In my early twenties I was a manager for a large telemarketing company.  I was good at my job. My team had great numbers, and I was pretty darn good at motivating. However, there were always those few males that had to be disciplined and when I stood my ground, did my job & penalized them I was considered a _itch.

It drove me nuts, and still does. Why is it that a man can do the exact same thing and be awesome?  No wonder I had this distorted sense of what a woman should be like. After many, many years I am finally comfortable in my own skin, in my own femininity. I’ve come to the realization that I can be soft spoken, loud, demure, outgoing, passive, aggressive, weak & strong willed all rolled into one fabulous woman.

 

Back to my original question.

 

What do you think of when you hear: femininity, female, woman     Do you think of positive things?

 

Let’s discuss.

 

Until next time,

Christina

 

 

Tia Peterson October 10, 2011 at 3:23 am

I hear what you’re saying about what happens when you’re just doing your job. Women are still expected to be polite and “agreeable” (a word that makes me cringe) and just go with it. I don’t care what century we’re in; it’s still that way no matter what industry is being considered.

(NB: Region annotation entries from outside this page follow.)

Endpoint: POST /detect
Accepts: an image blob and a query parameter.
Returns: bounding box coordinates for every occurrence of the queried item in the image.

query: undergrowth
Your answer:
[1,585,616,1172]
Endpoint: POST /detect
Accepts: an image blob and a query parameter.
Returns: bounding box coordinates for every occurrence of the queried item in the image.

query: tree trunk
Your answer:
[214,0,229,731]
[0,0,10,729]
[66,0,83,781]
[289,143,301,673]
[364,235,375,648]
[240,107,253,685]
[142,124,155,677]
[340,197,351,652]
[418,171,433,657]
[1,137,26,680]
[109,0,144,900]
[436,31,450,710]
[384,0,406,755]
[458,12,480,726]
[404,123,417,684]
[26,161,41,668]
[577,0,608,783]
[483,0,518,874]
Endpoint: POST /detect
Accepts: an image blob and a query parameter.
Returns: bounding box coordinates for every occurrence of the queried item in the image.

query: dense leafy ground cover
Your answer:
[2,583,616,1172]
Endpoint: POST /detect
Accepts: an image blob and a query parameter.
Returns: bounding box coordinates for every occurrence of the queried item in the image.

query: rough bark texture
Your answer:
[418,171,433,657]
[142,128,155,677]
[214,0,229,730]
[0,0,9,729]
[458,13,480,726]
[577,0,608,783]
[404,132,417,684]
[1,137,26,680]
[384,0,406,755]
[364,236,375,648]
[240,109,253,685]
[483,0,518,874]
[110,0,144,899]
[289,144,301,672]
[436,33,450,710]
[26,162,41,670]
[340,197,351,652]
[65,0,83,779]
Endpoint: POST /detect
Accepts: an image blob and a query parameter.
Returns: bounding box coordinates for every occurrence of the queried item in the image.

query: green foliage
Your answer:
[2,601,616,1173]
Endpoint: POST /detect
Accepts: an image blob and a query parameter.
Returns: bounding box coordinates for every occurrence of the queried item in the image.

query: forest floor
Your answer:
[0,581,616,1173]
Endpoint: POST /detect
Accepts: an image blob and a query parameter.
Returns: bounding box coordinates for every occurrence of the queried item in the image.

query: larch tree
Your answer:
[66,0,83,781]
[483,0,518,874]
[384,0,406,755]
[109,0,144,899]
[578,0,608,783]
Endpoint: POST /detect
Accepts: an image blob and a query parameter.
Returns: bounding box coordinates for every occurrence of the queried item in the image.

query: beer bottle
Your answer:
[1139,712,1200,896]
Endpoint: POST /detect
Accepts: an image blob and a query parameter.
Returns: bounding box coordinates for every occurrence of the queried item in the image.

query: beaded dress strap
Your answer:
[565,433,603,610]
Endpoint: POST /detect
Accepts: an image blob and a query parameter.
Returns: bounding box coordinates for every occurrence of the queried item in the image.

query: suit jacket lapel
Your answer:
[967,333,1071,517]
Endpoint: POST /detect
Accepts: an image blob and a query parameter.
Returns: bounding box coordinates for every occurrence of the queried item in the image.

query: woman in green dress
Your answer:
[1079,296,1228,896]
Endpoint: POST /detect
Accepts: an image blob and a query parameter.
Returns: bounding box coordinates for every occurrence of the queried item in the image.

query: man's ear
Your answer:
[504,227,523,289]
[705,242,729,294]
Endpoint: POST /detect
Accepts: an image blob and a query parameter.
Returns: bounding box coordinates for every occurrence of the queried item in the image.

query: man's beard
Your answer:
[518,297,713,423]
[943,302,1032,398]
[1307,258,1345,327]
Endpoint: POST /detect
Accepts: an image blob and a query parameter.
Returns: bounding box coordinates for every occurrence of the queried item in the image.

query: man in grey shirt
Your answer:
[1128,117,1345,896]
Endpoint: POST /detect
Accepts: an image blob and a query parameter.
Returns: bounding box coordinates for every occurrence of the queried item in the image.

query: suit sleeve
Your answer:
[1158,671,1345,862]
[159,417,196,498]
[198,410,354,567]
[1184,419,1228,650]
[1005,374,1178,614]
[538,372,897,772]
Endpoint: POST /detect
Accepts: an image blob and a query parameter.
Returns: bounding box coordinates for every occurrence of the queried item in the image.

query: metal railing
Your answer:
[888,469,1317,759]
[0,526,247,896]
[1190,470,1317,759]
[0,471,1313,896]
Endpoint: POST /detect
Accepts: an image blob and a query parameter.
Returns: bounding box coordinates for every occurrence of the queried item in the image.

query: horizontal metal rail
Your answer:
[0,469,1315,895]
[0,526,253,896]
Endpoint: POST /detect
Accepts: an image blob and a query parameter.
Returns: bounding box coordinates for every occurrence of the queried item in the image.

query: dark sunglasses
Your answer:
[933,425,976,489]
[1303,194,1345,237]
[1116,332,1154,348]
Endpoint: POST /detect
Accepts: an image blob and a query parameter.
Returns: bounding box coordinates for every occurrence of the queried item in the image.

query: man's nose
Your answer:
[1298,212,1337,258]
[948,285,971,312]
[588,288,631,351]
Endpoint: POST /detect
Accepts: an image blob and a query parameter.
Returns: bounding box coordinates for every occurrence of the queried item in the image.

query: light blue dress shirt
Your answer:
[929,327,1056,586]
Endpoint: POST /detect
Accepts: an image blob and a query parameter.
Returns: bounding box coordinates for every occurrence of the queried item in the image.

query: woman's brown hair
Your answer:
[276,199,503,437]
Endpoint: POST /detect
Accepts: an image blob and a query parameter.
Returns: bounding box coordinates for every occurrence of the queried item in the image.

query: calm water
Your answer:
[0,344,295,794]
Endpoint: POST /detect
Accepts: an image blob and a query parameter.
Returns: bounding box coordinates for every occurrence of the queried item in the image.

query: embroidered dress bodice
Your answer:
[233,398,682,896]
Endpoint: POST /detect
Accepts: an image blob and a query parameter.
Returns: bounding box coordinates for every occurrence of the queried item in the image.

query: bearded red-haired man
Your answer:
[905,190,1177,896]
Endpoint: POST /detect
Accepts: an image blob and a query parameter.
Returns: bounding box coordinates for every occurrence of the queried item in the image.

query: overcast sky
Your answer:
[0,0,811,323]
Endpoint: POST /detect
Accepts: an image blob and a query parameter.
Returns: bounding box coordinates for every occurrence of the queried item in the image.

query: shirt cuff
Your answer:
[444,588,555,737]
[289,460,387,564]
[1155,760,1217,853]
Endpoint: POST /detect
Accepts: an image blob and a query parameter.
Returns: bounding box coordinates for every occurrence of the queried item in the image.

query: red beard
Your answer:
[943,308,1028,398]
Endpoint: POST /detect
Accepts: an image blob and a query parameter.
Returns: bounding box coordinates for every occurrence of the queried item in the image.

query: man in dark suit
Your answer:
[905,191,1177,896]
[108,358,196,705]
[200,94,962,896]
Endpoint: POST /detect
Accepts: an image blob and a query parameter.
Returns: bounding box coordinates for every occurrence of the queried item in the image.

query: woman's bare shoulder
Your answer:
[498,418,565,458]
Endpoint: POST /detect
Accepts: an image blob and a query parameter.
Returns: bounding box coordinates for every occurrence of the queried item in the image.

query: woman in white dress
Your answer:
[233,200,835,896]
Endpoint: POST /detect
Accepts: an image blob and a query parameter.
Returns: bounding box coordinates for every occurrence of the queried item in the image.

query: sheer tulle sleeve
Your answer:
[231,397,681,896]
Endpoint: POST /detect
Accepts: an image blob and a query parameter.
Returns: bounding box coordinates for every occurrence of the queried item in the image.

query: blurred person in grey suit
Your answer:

Jill Tooley October 7, 2011 at 4:18 pm

I hear you, Christina! Why is a powerful woman considered a you-know-what and a powerful man considered a respectable authority figure? It’s such a double standard. Just look at Hillary Clinton – she’s such an AMAZING woman who gets things done, and all I ever hear is people speaking of her in a negative way (and with not so nice names). SO not fair!

Anyway, to answer your question, I think of all positives when I see/hear the terms you mentioned. Femininity isn’t just about wearing pink, having long hair, and wearing lipstick. To me, being feminine is about staying strong for yourself and for the ones you love. It’s about confidence, passion, and compassion.

I recently bought a book called “Operation Beautiful” that’s changing my life for the better. It’s all about self-confidence and how we view ourselves as women; the creator started a trend of posting encouraging post-it notes in random places in order to inspire women around her, and this book is a sort of compilation of all sorts of stories from women all over the world who have participated. I’d highly recommend it…it’s SO empowering! :)

Christina Linnell October 7, 2011 at 5:28 pm

Jill, first of all, thank you for your insightful comment! I am going to have to check out Operation Beautiful. Confidence, passion and compassion, I like it.

LeighAnnTorres October 6, 2011 at 10:21 pm

It can be so frustrating. If we’re in a bad mood, we’re “PMSing,” or being irrational and emotional. But you know what? We are, a lot of the times. Women (at least the ones I’ve worked with in my past career) tend to wear their feelings on their sleeve, and men don’t.

I love it when we’re all seen as peers, not men and women, not boys and girls. I like being able to be seen as more than just a mom. Femininity to me isn’t tons of jewelry and make up and fashion, because that’s just not my thing. It’s feeling good about myself at the end of the day.

Christina Linnell October 7, 2011 at 5:31 pm

Leigh Ann, that is such a good point. We do tend to wear our emotions on our sleeve. If you are feeling good about yourself at the end of the day that is a true accomplishment!